US 11,935,519 B2
	Preserving speech hypotheses across computing devices and/or dialog sessions
Matthew Sharifi, Kilchberg (CH); and Victor Carbune, Zurich (CH)
Assigned to GOOGLE LLC, Mountain View, CA (US)
Filed by Google LLC, Mountain View, CA (US)
Filed on Oct. 15, 2020, as Appl. No. 16/949,151.
Prior Publication US 2022/0122589 A1, Apr. 21, 2022
Int. Cl. G10L 15/00 (2013.01); G10L 15/14 (2006.01); G10L 15/22 (2006.01); G10L 15/26 (2006.01)

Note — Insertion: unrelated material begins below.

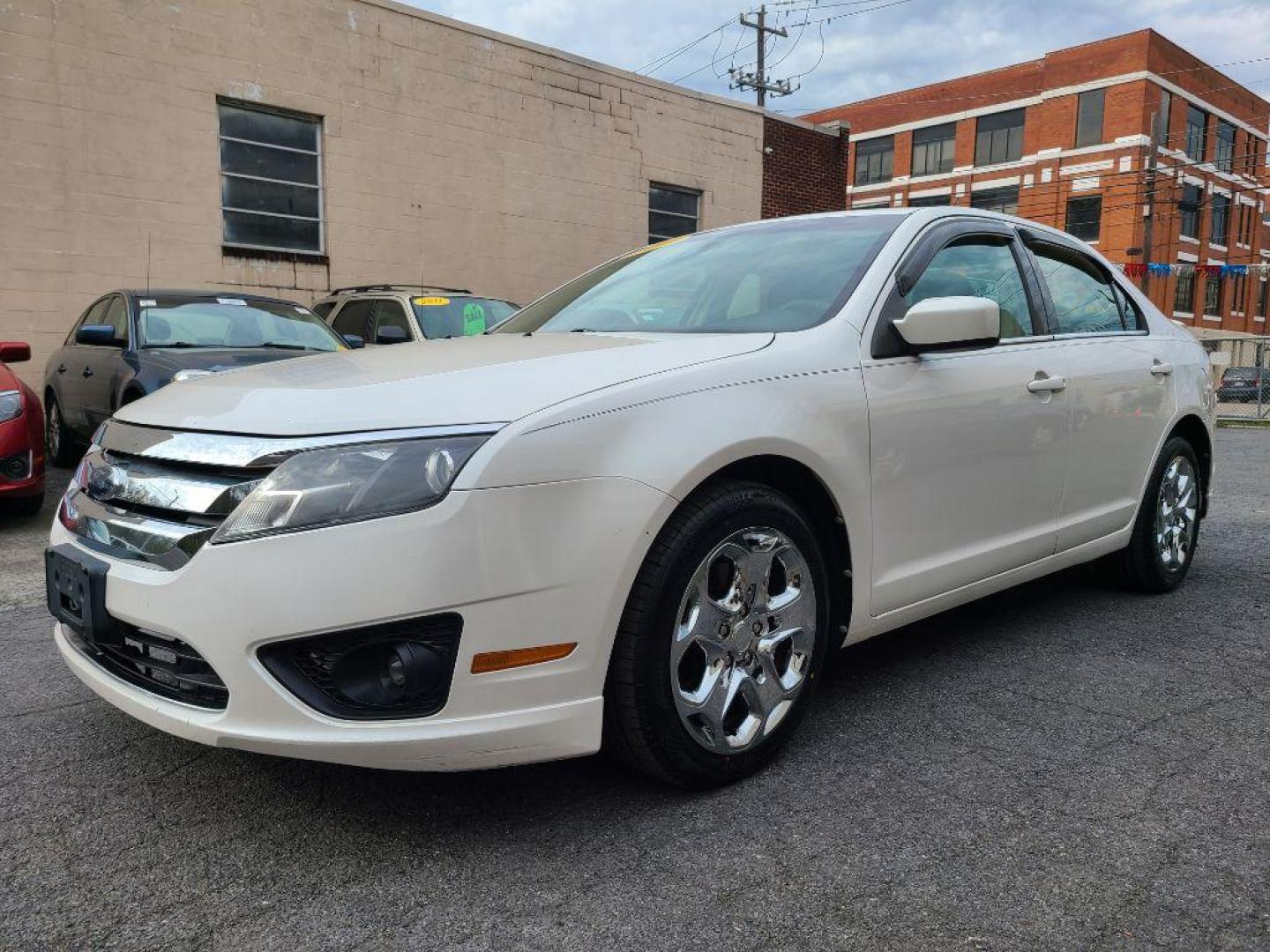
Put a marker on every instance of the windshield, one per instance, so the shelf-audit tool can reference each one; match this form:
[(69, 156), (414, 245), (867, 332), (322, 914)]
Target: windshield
[(779, 276), (233, 322), (459, 316)]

CPC G10L 15/14 (2013.01) [G10L 15/22 (2013.01); G10L 15/26 (2013.01)]

18 Claims

1. A method implemented by one or more processors of a computing device of a user, the method comprising:

receiving, via one or more microphones of the computing device of the user, first audio data corresponding to a first spoken utterance of the user;

processing, using a corresponding on-device automatic speech recognition (ASR) model that is stored in on-device memory of the computing device, the first audio data corresponding to the first spoken utterance to generate, for a given first part of the first spoken utterance, a plurality of first speech hypotheses based on first values generated using the corresponding on-device ASR model that is stored in the on-device memory of the computing device;

selecting, from among the plurality of first speech hypotheses, a given first speech hypothesis, the given first speech hypothesis being predicted to correspond to the given first part of the first spoken utterance based on the first values;

causing the given first speech hypothesis to be incorporated as a first portion of a transcription, the transcription being visually rendered at a user interface of the computing device of the user;

determining that the first spoken utterance is complete;

in response to determining that the first spoken utterance is complete, storing one or more first alternate speech hypotheses in the on-device memory of the computing device, the one or more first alternate speech hypotheses including a subset of the plurality of first speech hypotheses that excludes at least the given first speech hypothesis;

receiving, via one or more of the microphones of the computing device, second audio data corresponding to a second spoken utterance of the user; and

in response to receiving the second audio data:

loading one or more of the first alternate speech hypotheses from the on-device memory of the computing device;

processing, using the corresponding on-device ASR model that is stored in on-device memory of the computing device, the second audio data corresponding to the second spoken utterance to generate, for a given second part of the second spoken utterance, a plurality of second speech hypotheses based on second values generated using the corresponding on-device ASR model that is stored in the on-device memory of the computing device;

selecting, from among the plurality of second speech hypotheses, a given second speech hypothesis, the given second speech hypothesis being predicted to correspond to the given second part of the second spoken utterance based on the second values;

causing the given second speech hypothesis to be incorporated as a second portion of the transcription;

determining, based on the given second speech hypothesis that is incorporated into the transcription as the second portion of the transcription, whether to modify the first portion of the transcription; and

in response to determining to modify the first portion of the transcription:

modifying the first portion of the transcription, that was initially predicted to correspond to the given first part of the first spoken utterance, to include a given alternate first speech hypothesis, from among the one or more alternate first speech hypotheses, that is subsequently predicted to correspond to the given first part of the first spoken utterance.